The Court also ordered that an exhaustive inquiry be conducted under the direct supervision of the Commissioner of Police. In its judgment, the High Court emphasised that Z was an adult, entitled to make her own life choices. She could decide whom she wanted to live with and where; her parents could not dictate to her where, with whom and how she should live, it held.

Relying on the recent Supreme Court’s nine-judge bench judgment on the right to privacy, the High Court held that Article 21 places an obligation, both on State and non-State actors, not to deprive a person of life, liberty, privacy and dignity except in accordance with the procedure established by law. In other words, Articles 15(2), 17, 19, 21 and 23 acknowledge the horizontal nature of those fundamental rights, which means that they can be enforced against not just the State, but non-State actors as well. The horizontal dimension of these rights enables an aggrieved person to invoke constitutional remedies to seek the protection and enforcement of such rights against invasion by a non-State actor.

The Court noted that increasingly, in the habeas corpus jurisdiction, it is approached by a large number of individuals and married couples praying for protection against invasion of their rights to life and liberty and choice by close relatives and other non-State ac­tors.

Relying on the Supreme Court’s recent judgments in the Hadiya and passive euthanasia cases as well, the Delhi High Court noted that trouble started for Z when she began to exercise her personal choice as regards her career and consequently, her place of residence. Z’s parents, the Court said, are under a mistaken assumption that “in case of a daughter, she remains dependent on her parents till she gets married, irrespective of the fact that whether she has attained majority or not”.

The High Court emphasised that having attained the age of majority, Z can exercise her free will.


The High Court, therefore, found that Z’s parents had violated her fundamental rights to life, liberty, privacy and dignity in collusion with the police, the ambulance service and abetted by the mental hospital. It held that a professional psychiatrist requires personal interaction with a person before making a diagnosis of her mental condition. Taking serious note of the doctors determining her mental state by merely discussing the symptoms over the telephone, the Court directed formulation of a code of ethics by the Medical Council of India in this regard.

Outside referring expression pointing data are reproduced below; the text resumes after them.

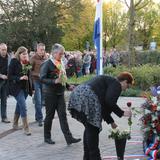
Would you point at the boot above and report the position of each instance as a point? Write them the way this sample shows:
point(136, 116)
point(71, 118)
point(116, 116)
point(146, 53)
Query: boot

The High Court also expressed concern that the ambulance staff who forcibly removed Z did not satisfy themselves that she was suffering from mental illness. They acted on the basis of a three-year-old certificate to determine that she was incapable of taking her own decisions. It asked whether the am­bulance was registered as per the guidelines, which require a medical control physician to give an undertaking that he shall be responsible for maintaining the quality of the service provided in the ambulance.

The Court said the ambulance staff grossly neglected the duty of care owed to Z. They proceeded to abet her abduction and administered drugs to her by injection in the absence of any medical records and on the mere say of Z’s family.  This is a fit case for revocation of the registration of the ambulance company, the High Court held.

It also found the head constable, who was a witness to Z’s abduction, guilty of dereliction of duty in protecting the life and liberty of a citizen. The Court wondered why no disciplinary action was taken against him. The bench also sought a probe against the sub-inspector, whether he was acting in a bona fide manner, for the delay in the registration of an FIR on the complaint of the petitioners.

The Court directed payment of compensation of  Rs 3 lakh by the mental hospital, Rs 1 lakh by the ambulance company and Rs 3 lakh by Z’s parents to her.

Hopefully, the payment of compensation will act as a warning to those similarly violating fundamental rights.